Cloud Native and Software Architecture: Navigating a New Era
Co-authored with Tim Lüecke
Key-Takeaways
Software architecture has a decades long history of established best practices and methods. However, in the last decade with the advent of cloud computing many things in software development have changed including of course software architecture. In our daily business most of us see the effect, but to our knowledge there is no systematic summary of what actually conceptually changed with cloud native. What best practices and outcomes are still valid and which have substantially changed? In this article we want to shed some light by systematically looking into the changes of software architecture in a cloud native era.
Interestingly, there seems to be no established definition of what exactly cloud native architecture is. Based on the definition for cloud native from the CNCF, from our point of view it would be software architecture for solutions leveraging cloud native technologies. Such architectures are then well suited to fulfill quality requirements like scalability, maintainability (through loose coupling and modularity), resiliency and operability (through automation). They allow "to make high-impact changes frequently and predictably with minimal toil".
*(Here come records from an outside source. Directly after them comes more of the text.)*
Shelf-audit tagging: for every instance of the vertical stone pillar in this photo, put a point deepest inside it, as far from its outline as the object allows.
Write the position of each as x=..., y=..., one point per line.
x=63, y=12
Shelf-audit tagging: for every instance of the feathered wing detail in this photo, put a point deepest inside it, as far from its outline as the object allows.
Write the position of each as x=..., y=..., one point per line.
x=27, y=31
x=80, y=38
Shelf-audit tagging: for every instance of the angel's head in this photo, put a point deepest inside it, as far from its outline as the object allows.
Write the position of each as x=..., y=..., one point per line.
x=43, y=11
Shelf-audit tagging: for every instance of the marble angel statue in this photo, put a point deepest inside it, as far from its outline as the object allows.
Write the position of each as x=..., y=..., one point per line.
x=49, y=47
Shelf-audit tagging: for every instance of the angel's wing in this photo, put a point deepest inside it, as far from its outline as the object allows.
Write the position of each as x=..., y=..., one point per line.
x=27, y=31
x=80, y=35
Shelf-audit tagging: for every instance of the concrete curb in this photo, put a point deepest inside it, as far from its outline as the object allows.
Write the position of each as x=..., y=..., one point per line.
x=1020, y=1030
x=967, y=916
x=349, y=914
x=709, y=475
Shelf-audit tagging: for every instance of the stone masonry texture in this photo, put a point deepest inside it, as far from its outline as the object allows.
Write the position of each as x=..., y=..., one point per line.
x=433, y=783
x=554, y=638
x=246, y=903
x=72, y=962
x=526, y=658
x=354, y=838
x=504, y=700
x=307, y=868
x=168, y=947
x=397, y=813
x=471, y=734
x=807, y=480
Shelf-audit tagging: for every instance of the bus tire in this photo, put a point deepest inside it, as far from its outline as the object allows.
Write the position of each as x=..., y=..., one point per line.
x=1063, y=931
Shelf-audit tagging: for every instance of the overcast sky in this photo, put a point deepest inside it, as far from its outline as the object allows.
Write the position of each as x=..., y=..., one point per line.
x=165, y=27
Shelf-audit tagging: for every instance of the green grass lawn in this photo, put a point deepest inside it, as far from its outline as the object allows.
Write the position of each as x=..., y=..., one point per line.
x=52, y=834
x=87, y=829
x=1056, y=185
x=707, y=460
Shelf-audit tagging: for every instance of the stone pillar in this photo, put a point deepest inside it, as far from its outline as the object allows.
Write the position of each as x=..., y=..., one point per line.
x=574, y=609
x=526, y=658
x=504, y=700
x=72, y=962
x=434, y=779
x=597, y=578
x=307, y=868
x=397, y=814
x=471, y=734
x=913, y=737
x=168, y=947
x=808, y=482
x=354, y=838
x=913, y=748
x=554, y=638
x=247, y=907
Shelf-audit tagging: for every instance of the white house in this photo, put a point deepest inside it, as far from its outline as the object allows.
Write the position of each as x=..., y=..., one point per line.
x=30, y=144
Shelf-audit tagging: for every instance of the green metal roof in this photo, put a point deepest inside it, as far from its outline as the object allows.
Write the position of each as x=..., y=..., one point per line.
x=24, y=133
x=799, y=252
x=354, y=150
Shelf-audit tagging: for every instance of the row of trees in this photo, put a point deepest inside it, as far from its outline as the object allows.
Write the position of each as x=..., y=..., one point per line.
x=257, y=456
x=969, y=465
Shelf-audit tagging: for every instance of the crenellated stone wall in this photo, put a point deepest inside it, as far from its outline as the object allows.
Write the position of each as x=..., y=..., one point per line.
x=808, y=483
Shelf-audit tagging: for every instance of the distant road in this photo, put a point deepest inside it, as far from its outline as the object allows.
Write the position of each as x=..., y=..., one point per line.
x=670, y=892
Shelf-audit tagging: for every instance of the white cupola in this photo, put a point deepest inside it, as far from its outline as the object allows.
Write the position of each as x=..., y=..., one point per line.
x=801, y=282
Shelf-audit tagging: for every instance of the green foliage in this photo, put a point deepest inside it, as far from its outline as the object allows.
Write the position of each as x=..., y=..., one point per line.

Impact of cloud native on software architecture
To better understand how cloud native architecture differs from a “classical” software architecture, we must establish a reference point of what software architecture is. As it is well known, there are dozens of definitions out there of what software architecture is. The iSAQB - an initiative for standardizing professional software architecture terms - bases its definition on the IEEE definition (s. a good definition overview in its glossary here). Aligned with the iSAQB, arc42 is a broadly established standard for the documentation of software architecture. It is a lightweight structure with some advice and content directions well compatible with an agile development approach and consists of 12 sections.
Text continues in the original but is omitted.